Nicht viele Teams können das, ein Weltklasseteam 90 Minuten den Ball
zirkulieren lassen, ohne dass er auch mal reingeht. Für diese „brutal gute
kollektive Defensivleistung“ (Hegering) half es gewiss, dass schon in der
dritten Minute Torhüterin Sandra Paños einen haarsträubenden Fehlpass
spielte, direkt in die Füße von Klara Bühl. Bühl, eine der Besten in der
ersten Hälfte mit defensiver Ackerleistung und einziger Aktivposten nach
vorn, vollstreckte humorlos zum 1:0. Noch in der ersten Halbzeit erhöhte
Alex Popp mit der zweiten echten Chance per Kopf auf 2:0 und unterstrich
ihre Wichtigkeit fürs Team.
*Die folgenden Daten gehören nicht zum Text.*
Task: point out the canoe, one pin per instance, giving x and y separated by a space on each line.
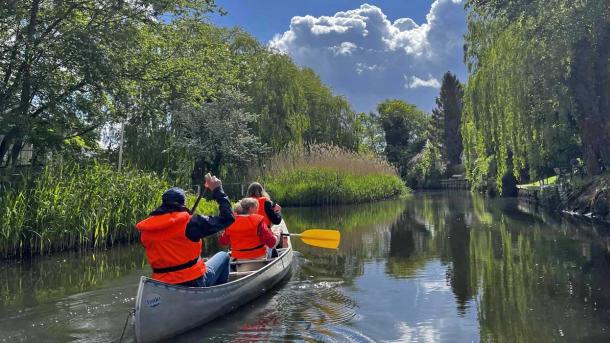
163 310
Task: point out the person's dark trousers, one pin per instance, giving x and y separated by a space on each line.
217 272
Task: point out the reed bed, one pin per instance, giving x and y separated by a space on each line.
325 174
69 207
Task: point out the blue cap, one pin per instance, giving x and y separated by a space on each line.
174 195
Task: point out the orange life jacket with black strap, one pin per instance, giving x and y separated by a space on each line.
173 257
261 210
245 243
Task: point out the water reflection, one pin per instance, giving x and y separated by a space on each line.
435 267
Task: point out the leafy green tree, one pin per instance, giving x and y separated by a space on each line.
370 133
533 89
60 61
404 127
446 119
188 63
218 134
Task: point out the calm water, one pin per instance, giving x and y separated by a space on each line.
435 267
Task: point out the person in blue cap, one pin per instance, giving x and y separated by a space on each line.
171 236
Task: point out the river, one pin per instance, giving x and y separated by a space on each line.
436 267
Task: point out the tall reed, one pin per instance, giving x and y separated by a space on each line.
67 207
326 174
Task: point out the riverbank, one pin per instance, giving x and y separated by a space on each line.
585 197
326 174
78 208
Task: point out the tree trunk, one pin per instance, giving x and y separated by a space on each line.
588 83
6 143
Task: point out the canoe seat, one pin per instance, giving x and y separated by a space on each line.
238 275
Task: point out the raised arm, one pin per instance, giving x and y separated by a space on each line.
201 226
273 215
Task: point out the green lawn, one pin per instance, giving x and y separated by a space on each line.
548 181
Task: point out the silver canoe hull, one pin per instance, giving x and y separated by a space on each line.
164 310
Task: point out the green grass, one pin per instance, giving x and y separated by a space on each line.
74 207
548 181
319 186
321 174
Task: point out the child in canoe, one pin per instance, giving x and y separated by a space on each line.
249 236
266 208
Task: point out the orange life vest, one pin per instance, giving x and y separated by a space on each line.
173 257
245 243
261 210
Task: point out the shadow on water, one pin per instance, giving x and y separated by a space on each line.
434 267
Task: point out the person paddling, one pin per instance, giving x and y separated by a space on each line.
266 208
172 237
249 236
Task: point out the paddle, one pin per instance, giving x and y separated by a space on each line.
206 177
328 239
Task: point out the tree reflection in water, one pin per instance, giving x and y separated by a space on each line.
530 275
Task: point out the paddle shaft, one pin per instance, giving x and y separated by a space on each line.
197 201
299 235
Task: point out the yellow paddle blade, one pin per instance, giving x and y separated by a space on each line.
328 239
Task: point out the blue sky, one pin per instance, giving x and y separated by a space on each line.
367 51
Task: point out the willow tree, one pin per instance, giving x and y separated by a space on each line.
522 114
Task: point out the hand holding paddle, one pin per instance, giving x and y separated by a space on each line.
211 183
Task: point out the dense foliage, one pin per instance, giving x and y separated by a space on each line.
69 207
446 119
72 70
538 94
325 174
405 129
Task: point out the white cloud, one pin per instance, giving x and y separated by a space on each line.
346 48
368 58
416 82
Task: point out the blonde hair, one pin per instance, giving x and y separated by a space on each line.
256 190
245 205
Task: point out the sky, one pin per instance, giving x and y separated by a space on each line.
367 51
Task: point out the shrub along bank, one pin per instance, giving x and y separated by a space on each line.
77 207
324 174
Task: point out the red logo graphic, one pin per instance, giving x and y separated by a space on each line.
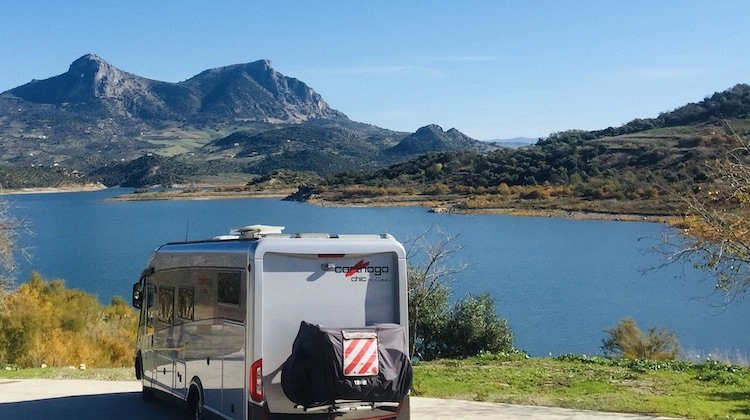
356 267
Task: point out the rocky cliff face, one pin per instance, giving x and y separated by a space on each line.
250 92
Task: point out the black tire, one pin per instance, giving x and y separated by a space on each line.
195 404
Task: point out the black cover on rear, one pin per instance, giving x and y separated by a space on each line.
313 375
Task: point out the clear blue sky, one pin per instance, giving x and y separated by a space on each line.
492 69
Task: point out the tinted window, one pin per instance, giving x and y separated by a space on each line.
166 304
186 303
229 288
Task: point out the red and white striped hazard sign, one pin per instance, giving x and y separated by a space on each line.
360 353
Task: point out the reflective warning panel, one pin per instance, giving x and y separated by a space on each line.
360 353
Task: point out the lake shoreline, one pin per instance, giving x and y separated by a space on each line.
573 209
55 190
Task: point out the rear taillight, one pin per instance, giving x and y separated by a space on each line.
256 381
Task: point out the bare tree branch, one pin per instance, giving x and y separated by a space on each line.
715 227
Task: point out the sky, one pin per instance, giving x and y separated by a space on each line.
491 69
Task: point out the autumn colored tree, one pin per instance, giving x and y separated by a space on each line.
715 229
627 341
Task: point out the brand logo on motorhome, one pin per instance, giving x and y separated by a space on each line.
362 267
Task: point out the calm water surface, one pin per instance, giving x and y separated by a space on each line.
560 283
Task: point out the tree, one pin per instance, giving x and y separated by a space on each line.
429 272
436 329
627 341
473 327
715 233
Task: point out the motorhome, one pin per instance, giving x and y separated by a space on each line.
259 324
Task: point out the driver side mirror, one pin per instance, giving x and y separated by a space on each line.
137 295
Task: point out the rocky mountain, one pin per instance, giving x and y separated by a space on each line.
97 120
248 92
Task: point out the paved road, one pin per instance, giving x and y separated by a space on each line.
76 399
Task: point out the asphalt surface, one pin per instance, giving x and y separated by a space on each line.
89 399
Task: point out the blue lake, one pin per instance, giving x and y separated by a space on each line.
560 283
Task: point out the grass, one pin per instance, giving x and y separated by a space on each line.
106 374
679 389
710 390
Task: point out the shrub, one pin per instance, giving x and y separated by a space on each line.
45 322
626 340
473 328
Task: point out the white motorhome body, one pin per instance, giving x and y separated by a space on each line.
219 318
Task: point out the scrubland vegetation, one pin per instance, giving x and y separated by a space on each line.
43 322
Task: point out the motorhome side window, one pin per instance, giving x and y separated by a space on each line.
166 304
186 303
229 288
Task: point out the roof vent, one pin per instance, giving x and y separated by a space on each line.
256 231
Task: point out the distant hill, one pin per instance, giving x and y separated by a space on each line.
514 142
433 138
639 160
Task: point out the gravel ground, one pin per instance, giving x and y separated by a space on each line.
90 399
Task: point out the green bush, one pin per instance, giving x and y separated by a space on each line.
473 328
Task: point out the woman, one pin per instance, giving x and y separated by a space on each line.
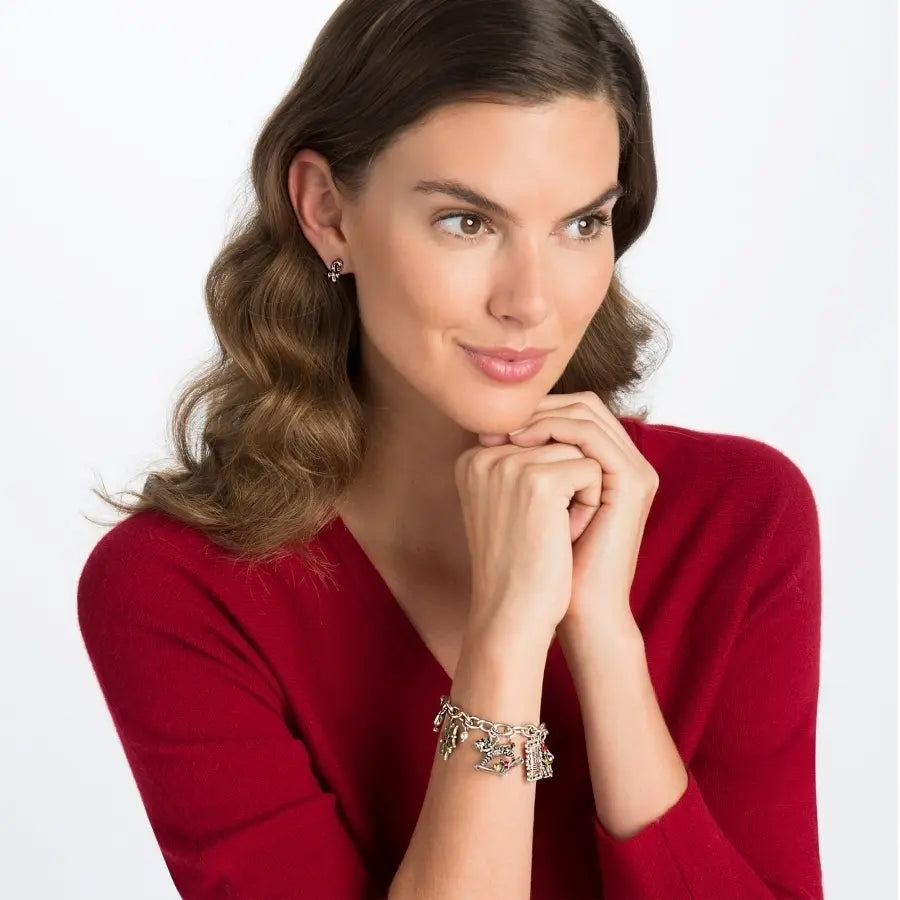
627 613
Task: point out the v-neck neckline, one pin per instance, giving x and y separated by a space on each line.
393 614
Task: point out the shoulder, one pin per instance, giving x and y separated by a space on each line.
150 565
743 468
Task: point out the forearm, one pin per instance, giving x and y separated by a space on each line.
637 773
475 830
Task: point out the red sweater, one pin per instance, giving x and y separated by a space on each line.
251 705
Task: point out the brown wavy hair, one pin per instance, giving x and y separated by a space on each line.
281 426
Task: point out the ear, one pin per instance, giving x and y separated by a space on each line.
318 205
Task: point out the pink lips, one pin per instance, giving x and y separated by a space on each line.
507 370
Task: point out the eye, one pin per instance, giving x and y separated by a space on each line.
468 220
602 222
471 221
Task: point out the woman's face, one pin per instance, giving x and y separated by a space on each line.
436 270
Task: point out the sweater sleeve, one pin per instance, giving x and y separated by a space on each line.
229 790
746 825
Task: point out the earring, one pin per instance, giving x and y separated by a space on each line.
334 270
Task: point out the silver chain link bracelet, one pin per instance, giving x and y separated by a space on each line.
498 754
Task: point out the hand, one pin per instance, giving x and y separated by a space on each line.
606 538
515 503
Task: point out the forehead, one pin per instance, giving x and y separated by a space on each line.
498 144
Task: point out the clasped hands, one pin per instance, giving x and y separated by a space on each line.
608 536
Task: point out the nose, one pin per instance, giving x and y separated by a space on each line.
521 289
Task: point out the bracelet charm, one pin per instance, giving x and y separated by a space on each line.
498 754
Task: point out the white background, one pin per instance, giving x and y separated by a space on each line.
127 132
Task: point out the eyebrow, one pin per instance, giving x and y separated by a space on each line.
470 195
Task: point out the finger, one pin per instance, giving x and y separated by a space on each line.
593 441
595 404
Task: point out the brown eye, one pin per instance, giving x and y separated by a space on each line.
469 224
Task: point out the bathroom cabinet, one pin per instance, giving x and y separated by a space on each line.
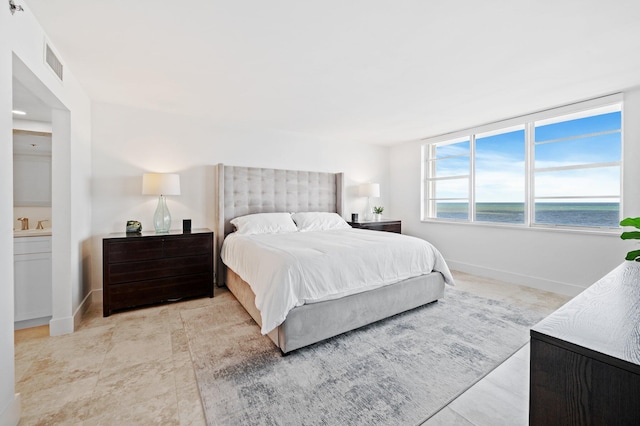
32 279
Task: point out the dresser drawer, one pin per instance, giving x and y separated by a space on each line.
156 268
156 248
146 269
382 225
148 292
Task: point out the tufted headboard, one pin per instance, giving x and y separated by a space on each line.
246 190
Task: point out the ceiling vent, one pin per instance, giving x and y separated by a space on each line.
52 60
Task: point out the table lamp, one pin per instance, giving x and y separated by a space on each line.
369 190
161 184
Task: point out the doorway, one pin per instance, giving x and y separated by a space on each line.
45 114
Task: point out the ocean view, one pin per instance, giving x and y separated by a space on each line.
572 214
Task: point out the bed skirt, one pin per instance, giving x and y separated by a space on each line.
312 323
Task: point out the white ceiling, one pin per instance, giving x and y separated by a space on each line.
364 70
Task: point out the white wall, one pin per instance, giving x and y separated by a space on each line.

Das hässliche Spiel der Deutschen gegen das
schöne Spiel der Spanierinnen trug Früchte.
Dass sich Voss-Tecklenburg überhaupt genötigt sah, diese Strategie zu
wählen, statt mitzuspielen, sagt schon einiges über die herausragende
Entwicklung des spanischen Teams der letzten Jahre. Und über das
Entwicklungsdefizit in Deutschland. „Wir wussten, dass wir zwei
Möglichkeiten haben, gegen Spanien zu Chancen zu kommen“, erklärte
Voss-Tecklenburg nachher geradeheraus. „Erstens: hohes Pressing, aber das
können wir nicht so lange aufrechterhalten. Die zweite Möglichkeit ist ein
tieferes Pressing im 4-5-1, um die Außen zuzumachen.“
Lange Strecken war dies das Mittel der Wahl. Klar, sagte sie trocken, mehr
Ballbesitz wäre vielleicht schön. „Vielleicht schaffen wir es, uns dahin zu
entwickeln, dass wir auch gegen Spanien mehr Ballbesitz haben, aber noch
sind wir nicht so weit.“ Schon ein erstaunliches Eingeständnis angesichts
dessen, dass die Spanierinnen bis vor Kurzem international noch fast keine
Rolle spielten.
## „Bereit zu leiden“
So war es vor allem die Nacht der robusten Schlachtrösser. Die starke Lena
Oberdorf räumte kompromisslos alles ab, während ihre Kolleginnen vor dem
eigenen Sechzehner Passwege zuliefen. Es war ein Spiel, das fast durchweg
so aussah wie die letzten fünf Minuten einer 1:0-Führung im
Champions-League-Finale. Was durchkam, wurde von Marina Hegering als Turm
in der Schlacht entsorgt. Sophia Kleinherne empfahl sich in der zweiten
Hälfte anstelle der bisweilen wackligen Felicitas Rauch. Und Merle Frohms
parierte in der 70. Minute Weltklasse gegen Caldentey, nachdem sie in der
Phase zuvor mit ein paar schlechten Zuspielen unnötig schnell den Ball
hergeschenkt hatte.
„Die Mannschaft war heute bereit zu leiden“, resümierte Voss-Tecklenburg.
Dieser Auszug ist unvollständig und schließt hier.